I don’t think I’m really in a place to mentally even bring it up. So I try to steer it somewhere safer.
“She’d be proud.”
“Thanks, I’m still working on fully believing that.”
“Why?”
He rubs the back of his neck, and I see in his eyes there’s so much more for him to say that he just can’t. “I don’t know, just a lot I’m still working through around her death. I’m still a work in progress, just like everyone else. Still trying to train my brain better.”
“Don’t go therapisting yourself now.”
He laughs at that, and I can’t help but smile when I see it. His laugh and his smile could literally make any bad day better.
The conversation is lighter after that. We eventually filter ourselves back into the conversation with Pali and Jaden, wrapping up any last loose ends of the project before heading our separate ways.
When we leave the library, Pali and Jaden both head in different directions, waving as they tell us bye.
It’s fucking weird, but I wish Bash would ask to walk me back to my dorm.
Not for any other motive other than to have ten more minutes talking to him.

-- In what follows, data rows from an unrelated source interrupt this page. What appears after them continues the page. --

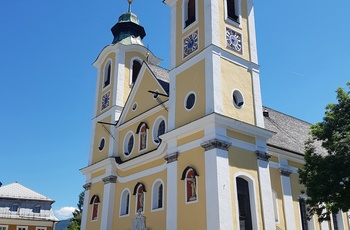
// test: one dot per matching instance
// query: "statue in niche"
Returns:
(139, 222)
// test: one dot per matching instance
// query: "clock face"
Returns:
(190, 43)
(234, 40)
(105, 100)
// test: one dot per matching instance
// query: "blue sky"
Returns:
(47, 82)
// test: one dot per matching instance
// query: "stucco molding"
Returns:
(285, 171)
(264, 156)
(216, 144)
(109, 179)
(171, 157)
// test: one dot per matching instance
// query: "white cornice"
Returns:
(118, 47)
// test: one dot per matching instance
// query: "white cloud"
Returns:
(64, 213)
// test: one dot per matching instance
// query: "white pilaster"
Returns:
(85, 205)
(287, 195)
(171, 204)
(217, 185)
(108, 202)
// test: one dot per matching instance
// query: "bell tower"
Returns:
(214, 63)
(118, 66)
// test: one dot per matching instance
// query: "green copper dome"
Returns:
(129, 17)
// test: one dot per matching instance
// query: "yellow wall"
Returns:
(244, 161)
(99, 133)
(133, 127)
(128, 57)
(237, 77)
(154, 220)
(96, 189)
(107, 88)
(192, 79)
(192, 215)
(277, 187)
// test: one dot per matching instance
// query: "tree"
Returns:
(326, 177)
(77, 214)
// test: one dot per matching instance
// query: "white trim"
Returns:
(107, 206)
(127, 137)
(157, 183)
(184, 13)
(131, 66)
(137, 199)
(99, 144)
(155, 128)
(218, 190)
(275, 206)
(186, 98)
(143, 173)
(238, 12)
(85, 207)
(171, 208)
(122, 202)
(252, 196)
(241, 96)
(139, 139)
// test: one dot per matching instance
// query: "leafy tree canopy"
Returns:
(326, 177)
(77, 214)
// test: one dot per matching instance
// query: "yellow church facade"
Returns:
(192, 147)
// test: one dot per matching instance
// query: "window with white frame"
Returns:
(22, 228)
(136, 64)
(233, 11)
(158, 129)
(95, 201)
(189, 12)
(243, 196)
(157, 195)
(107, 74)
(125, 203)
(275, 205)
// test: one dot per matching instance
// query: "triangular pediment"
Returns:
(149, 91)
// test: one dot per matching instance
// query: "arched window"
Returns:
(157, 195)
(125, 203)
(233, 10)
(136, 67)
(142, 130)
(107, 75)
(245, 216)
(158, 129)
(190, 175)
(14, 207)
(190, 12)
(37, 209)
(140, 191)
(303, 214)
(95, 201)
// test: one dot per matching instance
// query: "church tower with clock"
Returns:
(191, 147)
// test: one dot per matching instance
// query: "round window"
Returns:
(190, 101)
(238, 99)
(102, 144)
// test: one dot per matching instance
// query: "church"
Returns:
(192, 147)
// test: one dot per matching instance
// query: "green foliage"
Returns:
(326, 177)
(77, 214)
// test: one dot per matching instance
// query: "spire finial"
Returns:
(129, 1)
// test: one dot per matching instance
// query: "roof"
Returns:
(18, 191)
(291, 132)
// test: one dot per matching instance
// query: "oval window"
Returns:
(190, 101)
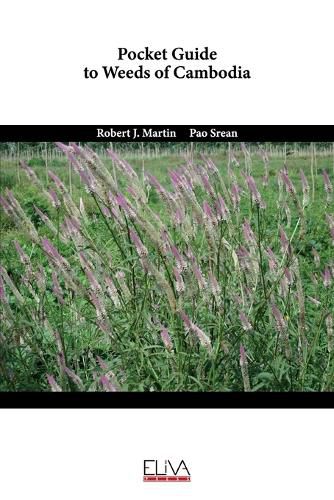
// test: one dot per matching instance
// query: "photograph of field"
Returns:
(167, 267)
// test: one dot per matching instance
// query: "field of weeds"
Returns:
(172, 273)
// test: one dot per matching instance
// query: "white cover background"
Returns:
(287, 45)
(232, 454)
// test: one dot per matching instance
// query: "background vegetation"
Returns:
(215, 275)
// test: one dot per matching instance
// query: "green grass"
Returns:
(133, 350)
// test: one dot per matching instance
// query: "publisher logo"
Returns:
(166, 471)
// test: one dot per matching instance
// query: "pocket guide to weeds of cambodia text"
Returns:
(167, 249)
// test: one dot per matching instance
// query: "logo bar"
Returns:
(171, 479)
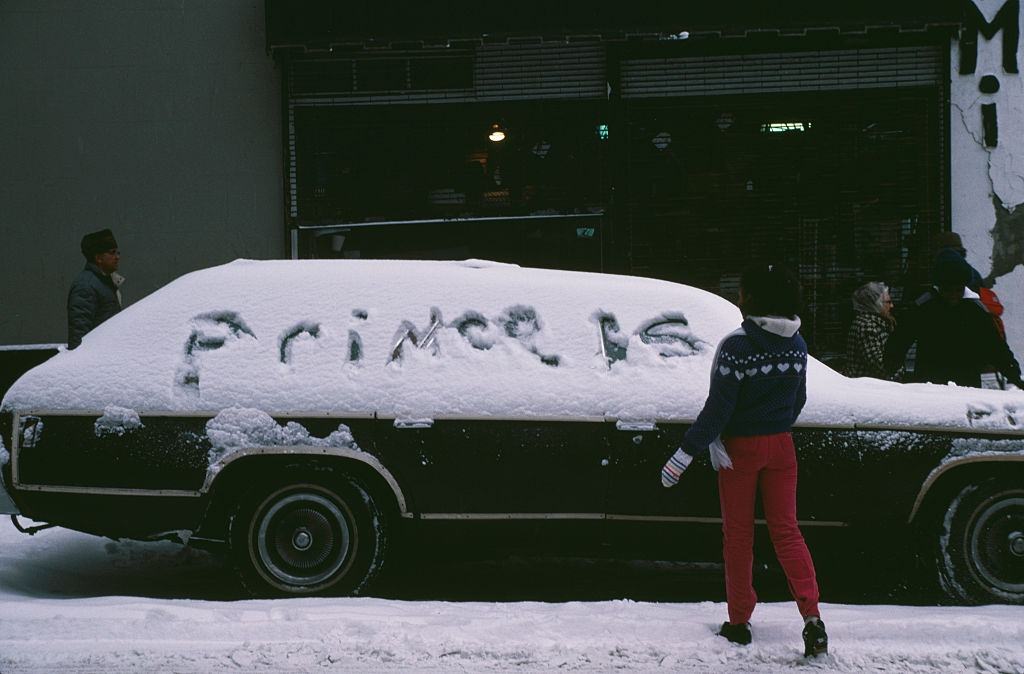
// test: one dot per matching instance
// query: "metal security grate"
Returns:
(491, 73)
(855, 196)
(808, 71)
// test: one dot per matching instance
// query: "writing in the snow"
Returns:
(668, 333)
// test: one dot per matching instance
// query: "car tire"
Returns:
(307, 536)
(980, 551)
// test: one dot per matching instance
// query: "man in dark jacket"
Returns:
(94, 295)
(956, 339)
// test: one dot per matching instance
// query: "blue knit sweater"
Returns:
(758, 383)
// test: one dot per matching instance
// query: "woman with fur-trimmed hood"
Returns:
(872, 324)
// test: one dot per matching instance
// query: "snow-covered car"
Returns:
(307, 414)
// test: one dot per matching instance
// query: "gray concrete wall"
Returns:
(988, 181)
(158, 119)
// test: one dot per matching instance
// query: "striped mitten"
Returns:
(674, 467)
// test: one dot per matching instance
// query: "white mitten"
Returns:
(674, 467)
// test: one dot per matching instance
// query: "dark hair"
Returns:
(770, 290)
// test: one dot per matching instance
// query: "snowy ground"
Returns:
(75, 602)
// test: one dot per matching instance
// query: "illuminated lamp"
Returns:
(497, 133)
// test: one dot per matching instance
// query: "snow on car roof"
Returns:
(429, 339)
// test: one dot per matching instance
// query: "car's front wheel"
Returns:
(980, 552)
(306, 537)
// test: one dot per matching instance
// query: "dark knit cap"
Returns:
(97, 242)
(950, 269)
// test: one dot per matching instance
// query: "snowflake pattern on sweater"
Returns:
(758, 384)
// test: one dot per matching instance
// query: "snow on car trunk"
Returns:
(422, 339)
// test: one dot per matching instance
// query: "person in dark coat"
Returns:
(872, 324)
(95, 294)
(955, 336)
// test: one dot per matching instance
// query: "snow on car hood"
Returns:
(421, 339)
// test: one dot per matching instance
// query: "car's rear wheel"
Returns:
(980, 553)
(307, 537)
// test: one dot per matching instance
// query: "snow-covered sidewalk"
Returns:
(93, 629)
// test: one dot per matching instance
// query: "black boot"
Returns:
(815, 638)
(736, 633)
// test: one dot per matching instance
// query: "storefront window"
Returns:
(421, 162)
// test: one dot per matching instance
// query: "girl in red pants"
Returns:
(758, 388)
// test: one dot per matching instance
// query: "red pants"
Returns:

I know we can’t have one-on-one time together, so I know he won’t even offer to…
but a small part of me wishes he’d say screw the rules for me.
But who am I? I’m not anything to him…and I don’t want to be anything to him.
So, of course, he wouldn’t do that for someone he doesn’t know outside of a few coincidences around campus.
I don’t know, I just like being around him. Sue me. Something about him calms my nervous system…my mind doesn’t feel like it hates me when it’s around him. That feels kinda dangerous.